Their latest offering, Durham County, premiered in early May to enthusiastic reviews. ‘Hypnotic and jarring, beautiful and repugnant,’ wrote The Toronto Star’s Vinay Menon, ‘it is actually an exceptional bit of television.’ Note that he omitted that patronizing ‘Canadian’ qualifier that you so often see.
But here’s the thing. There aren’t many people who get it – TMN or Movie Central, I mean. Astral has just over a million subscribers, but as to an individual show’s numbers? Wild horses couldn’t drag that out of them. Because they’re small. Real small.
‘I think it’s terrific that this is being done, and some of it’s pretty darn good,’ says Directors Guild of Canada president Alan Goluboff. ‘But in terms of audiences, how many people have access to that stuff? I as a viewer don’t have access to any of those stations. I think the people who have pay, it’s got to be a minority.’
ACTRA’s Steve Waddell doesn’t get pay either. And as for Durham County? Never even heard of it. He has heard of HBO, however, and Waddell says that if TMN and Movie Central want to crank out some good Canadian drama, he’s all for it. ‘If they’re producing Canadian drama, we salute them, we applaud them and we encourage it. And using the analogy of the HBO model, it’s certainly well proven and we’re happy to see it.’
But Waddell is more interested in talking about the conventionals and how all this applies to them. He points out that the pay channels produce more drama because they have to – they have higher spending quotas and stricter conditions of licence.
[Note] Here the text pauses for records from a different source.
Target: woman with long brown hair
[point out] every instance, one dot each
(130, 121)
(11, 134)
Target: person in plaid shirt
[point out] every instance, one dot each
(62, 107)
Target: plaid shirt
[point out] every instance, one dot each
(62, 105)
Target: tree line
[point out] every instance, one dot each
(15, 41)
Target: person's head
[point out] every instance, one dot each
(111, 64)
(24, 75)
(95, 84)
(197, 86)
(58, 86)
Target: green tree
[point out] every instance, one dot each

Ergo, he says, regulation works. And now if only the conventionals can be made to work as hard at it…
For her part, Marion at Astral laments that although the pays are producing exactly the kind of fare that everyone says they crave for Canadian television, the Canadian Television Fund’s performance envelope system penalizes them for being different.
‘Here you’ve got a network that is out there doing high-quality drama, and our funding is going down and down,’ she complains, ‘and yet what we’re doing is very much in synch with their mandate in terms of quality, if not quantity.’
Unlike conventional or specialty, the pay channels’ programming strategy is not to rack up numbers on that first airing to get the ad dollars flowing, so much as it is to grab a subscriber’s attention and to run enough repeats to give them a chance to see the thing, and hopefully not so many as to turn them off (or run afoul of the CRTC.)
But the CTF does not see the difference commercial-free might make, nor does it recognize on-demand viewing at all (90% of which is on TMN, the network says, quoting BBM Nielsen.)
And so last year, under the fund’s new performance criteria, TMN and Movie Central’s envelopes were slashed 52% to $1.6 million each. By comparison, Showcase received $8 million, the Comedy Network received $9.3 million, HGTV and History each received $5 million. Even Space received $4 million. (In the conventional world, CTV got $18 million, Global $8 million.)
The unfortunate truth, however, is that it’s not until the shows hit their second window on a conventional, as ReGenesis did on Global last year, or even on the bigger specialties, as G-Spot and then Slings & Arrows did on Showcase, that these series reach any kind of water-cooler chit-chat level, no matter how much they deserve it.
Frustrations notwithstanding, Marion says all’s well. ‘We’re in a great place where we have a really clear sense of what we want and what we don’t want.’ Most recently, the former is ZOS, which stands for Zones of Separation, from Paul Gross’ Whizbang Films, which Marion describes as a rock ‘n’ roll journey through the life of a peacekeeper on assignment, and the adaptation of Vincent Lam’s Bloodletting and Other Cures, produced by Shaftesbury Films.
Too bad most of us are going to have to wait for the second window, whenever and wherever that may be, to see them…
Like I said, do you ever get the feeling you’re invisible?